|Maria of Portugal|
|Duchess of Viseu|
|Born||18 June 1521|
Lisbon, Kingdom of Portugal
|Died||10 October 1577 (aged 56)|
Lisbon, Kingdom of Portugal
Church of Our Lady of Luz, Lisbon
|Father||Manuel I of Portugal|
|Mother||Eleanor of Austria|
Maria of Portugal, Duchess of Viseu (18 June 1521 – 10 October 1577; Portuguese pronunciation: [mɐˈɾiɐ]) was an Infanta of Portugal, the only daughter of King Manuel I of Portugal and Eleanor of Austria. A noted patron of the arts and buildings, Maria's personal wealth rivaled that of her half-brother, King John III of Portugal, making her the richest woman in Portugal and one of the wealthiest princesses in Europe.
Maria de Avíz was born on 18 June 1521, in Lisbon, Portugal. She was the only daughter of King Manuel I of Portugal and Archduchess Eleanor of Austria. Six months after her birth, her father died of the plague and was succeeded by her half-brother, John III of Portugal. Shortly afterwards, her mother returned to Vienna with Maria until 1530, when Eleanor married King Francis I of France and moved to France. Maria would not see her mother for nearly 28 years and was sent to live in Portugal at her half-brother's court.
In 1525 her maternal aunt, Catherine of Austria, married John III of Portugal. The Queen took care of the upbringing and education of Maria, who was loved like one of her own daughters. Maria's education was astounding for a woman of her time since her teachers included female scholars, such as humanists Joana Vaz and Públia Hortênsia de Castro.
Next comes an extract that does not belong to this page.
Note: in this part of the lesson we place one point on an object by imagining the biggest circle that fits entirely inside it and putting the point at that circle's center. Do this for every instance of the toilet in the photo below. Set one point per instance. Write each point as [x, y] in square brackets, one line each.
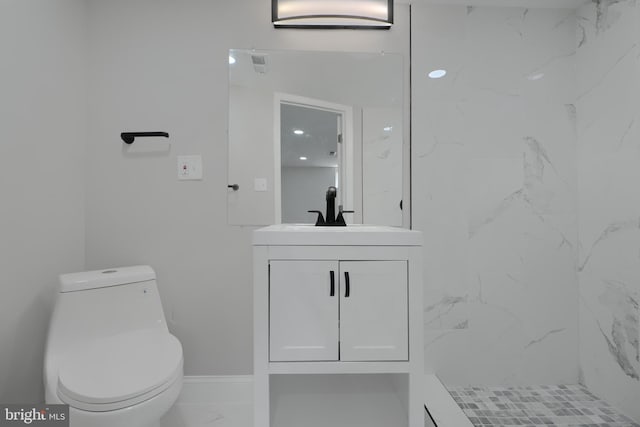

Lessons included finances, architecture, literature, and several languages. One of the most educated of the Portuguese infantas, Maria became a famed humanist and protector of the arts. Her household was made into a sort of female university, where the greatest minds would converge. It was rumored that she fell in love with Portugal's greatest poet, Luís de Camões.
Although she did not lack suitors and had several marriage proposals, Maria never married. Her engagement with Dauphin Francis was negotiated with the support of her mother Eleanor, but the prince died in 1536. In 1537, Maria and her cousin Christina, Dowager Duchess of Milan, were briefly considered as possible brides for Henry VIII of England. However, England soon dropped any pursuit. Maria was considered as a second wife for her cousin and half-nephew, the future Philip II of Spain, son of her uncle, Emperor Charles V, and her half-sister Isabella. The matter was taken under serious consideration from 1549 onward, when her mother settled in Brussels, but these plans were discontinued when Mary Tudor succeeded to the English throne in 1553 and Charles V decided to marry his son Philip to a monarch. Other candidates for her hand were Archduke Maximilian of Austria; his father Ferdinand I, Holy Roman Emperor; James V of Scotland; and the Duke of Savoy.
Eventually, King John III gave Maria her own household and the Duchy of Viseu, which their father owned before he became king. Under her rule, the city continued and prospered its several industries of pottery, embroidery and copper. Her personal wealth eventually rivaled that of the king, making her the richest woman in Portugal and one of the wealthiest princesses in Europe.
Receiving such incomes, Maria sponsored several building projects, particularly in Carnide and the Lisbon countryside. She financed and supervised the construction of the Church of Nossa Senhora da Luz and the Hospital of Nossa Senhora dos Prazeres, which currently houses the Colégio Militar, both of which still boast large reliefs of her personal coat of arms. In Lisbon, she sponsored the construction of the Church of Santa Engrácia, in São Vicente. The original structure she ordered to be built would be completely destroyed in 1681, which would lead to the construction of the new current church, which now serves as the National Pantheon of Portugal.
After her half-brother John's death in 1558, Maria went to Spain to meet her widowed mother for the first time in 28 years. Eleanor asked her unwed daughter to come and live with her and her aunt Mary, but Maria refused the request and only remained there for three weeks before returning to Lisbon. Eleanor died very shortly afterwards on her return journey to Jarandilla de la Vera from Badajoz.
During the tumultuous period of the minority of young King Sebastian, a faction of the Portuguese nobility wanted that the Duchess of Viseu would replace Queen Dowager Catherine as regent, but these plans came to nothing. Maria died in Lisbon on October 10, 1577, at the age of 56. She was buried in the Church of Nossa Senhora da Luz.